Shark Attack – Episode 3: MCMC

So far, we have created an analytical solution to the Poisson-Gamma conjugate problem. Now, it is time for the next step: a numerical solution using the Markov Chain Monte Carlo (MCMC) method. The plan is to go stepwise and develop R codes side by side.

Markov Chain Monte Carlo

We write the Bayes’ theorem in the following form,

P(\lambda|Data) \propto P(Data|\lambda) P(\lambda)

Step 0: The Objective

The objective of the exercise is to calculate the probability density of the posterior (updated hypothesis) given the (new) data at hand. As we did previously, we will need to use the hyperparameters alpha and beta.

data_new <- 10
alpha <- 5
beta <- 1 

Step 1: Guess a Lambda

You start with one value for the posterior distribution (of lambda). It can be anything reasonable; I just took 3. It is an arbitrary selection. We can think of changing to something else later.

current_lambda  <- 3

Step 2: Calculate the Likelihood, prior and posterior

Use the guess value of lambda and calculate the likelihood using Poisson PMF. In other words, get the chance of occurrence of a rare independent event 5 times in a year if the lambda was 3.

liklely_current <- dpois(data_new,current_lambda)  

Calculate the prior probability density associated with the lambda (value of the posterior) for the given hyperparameters, alpha and beta.

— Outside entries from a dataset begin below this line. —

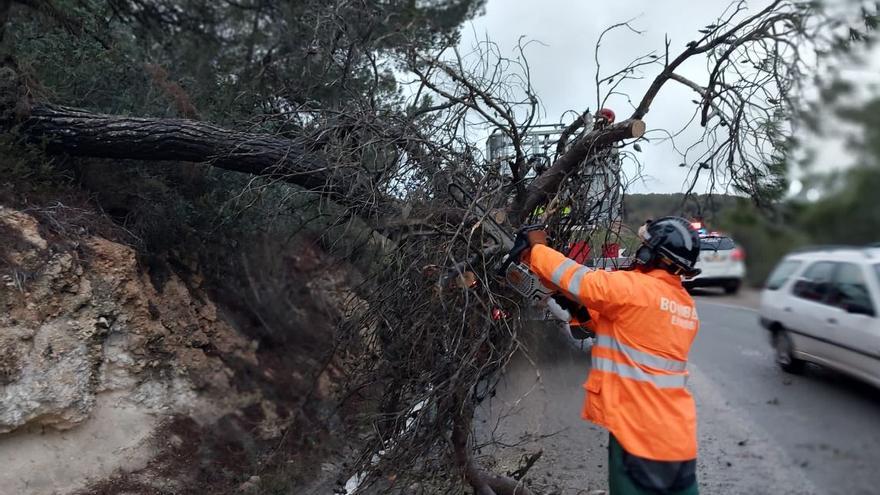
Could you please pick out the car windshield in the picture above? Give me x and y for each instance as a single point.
(716, 244)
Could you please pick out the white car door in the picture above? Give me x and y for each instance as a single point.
(806, 311)
(854, 325)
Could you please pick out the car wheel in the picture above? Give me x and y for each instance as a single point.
(785, 353)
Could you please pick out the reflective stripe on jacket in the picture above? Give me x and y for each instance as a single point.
(645, 323)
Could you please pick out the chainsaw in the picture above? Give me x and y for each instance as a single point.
(516, 273)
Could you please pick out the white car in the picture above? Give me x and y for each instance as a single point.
(722, 263)
(821, 306)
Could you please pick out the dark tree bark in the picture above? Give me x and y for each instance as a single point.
(83, 133)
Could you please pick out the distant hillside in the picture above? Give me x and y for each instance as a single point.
(638, 207)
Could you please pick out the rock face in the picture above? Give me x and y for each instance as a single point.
(81, 325)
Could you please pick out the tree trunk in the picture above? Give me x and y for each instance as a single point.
(83, 133)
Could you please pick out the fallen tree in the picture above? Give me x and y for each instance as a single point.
(431, 342)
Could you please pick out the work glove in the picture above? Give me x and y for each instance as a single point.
(537, 237)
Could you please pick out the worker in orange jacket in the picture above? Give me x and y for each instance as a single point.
(645, 323)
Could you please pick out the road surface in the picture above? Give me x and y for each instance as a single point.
(761, 430)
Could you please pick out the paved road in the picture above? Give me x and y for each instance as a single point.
(761, 431)
(827, 425)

Sorry, I forgot: use Gamma PDF.

prior_current  <- dgamma(current_lambda, alpha, beta)

The next one is obvious, use the calculated values of prior and likelihood and calculate the probability density of the posterior using the new form of the Bayes’ equation.

post_current <- liklely_cur*prior_current

Step 3: Draw a Random Lambda

The second value of lambda is selected at random from a symmetrical distribution that is centred at the current value of lambda. We will use a normal distribution for that. We’ll call the new value, the proposed lambda. I used the absolute value because the new value can pick negative once in a while and lead the program to terminate.

mu_rand <- current_lambda
sd_rand <- 0.5
proposed_lambda <- abs(rnorm(1, mu_rand, sd_rand))

Step 4: Step 2 Reloaded

We will calculate the posterior PDF the same way we did in step 2.

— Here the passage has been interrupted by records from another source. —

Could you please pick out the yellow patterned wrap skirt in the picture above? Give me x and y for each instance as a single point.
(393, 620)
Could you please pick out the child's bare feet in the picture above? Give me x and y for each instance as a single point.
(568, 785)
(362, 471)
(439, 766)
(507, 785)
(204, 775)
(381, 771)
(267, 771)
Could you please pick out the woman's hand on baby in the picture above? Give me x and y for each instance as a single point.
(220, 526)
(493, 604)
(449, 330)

liklely_proposed <- dpois(data_new,proposed_lambda)  
prior_proposed  <- dgamma(proposed_lambda,  alpha, beta) 
post_proposed <- liklely_proposed*prior_proposed

Step 5: Calculate the Probability of Moving

Now you have two posterior values, post_current and post_proposed. We go to throw one out. How do we make that decision? Here comes the famous Metropolis algorithm to the rescue. It specifies to pick the smaller of the two between 1 and the ratio of the two posteriors. The resulting value is the probability of moving to the new lambda.

prob_move <- min(post_proposed/post_current, 1)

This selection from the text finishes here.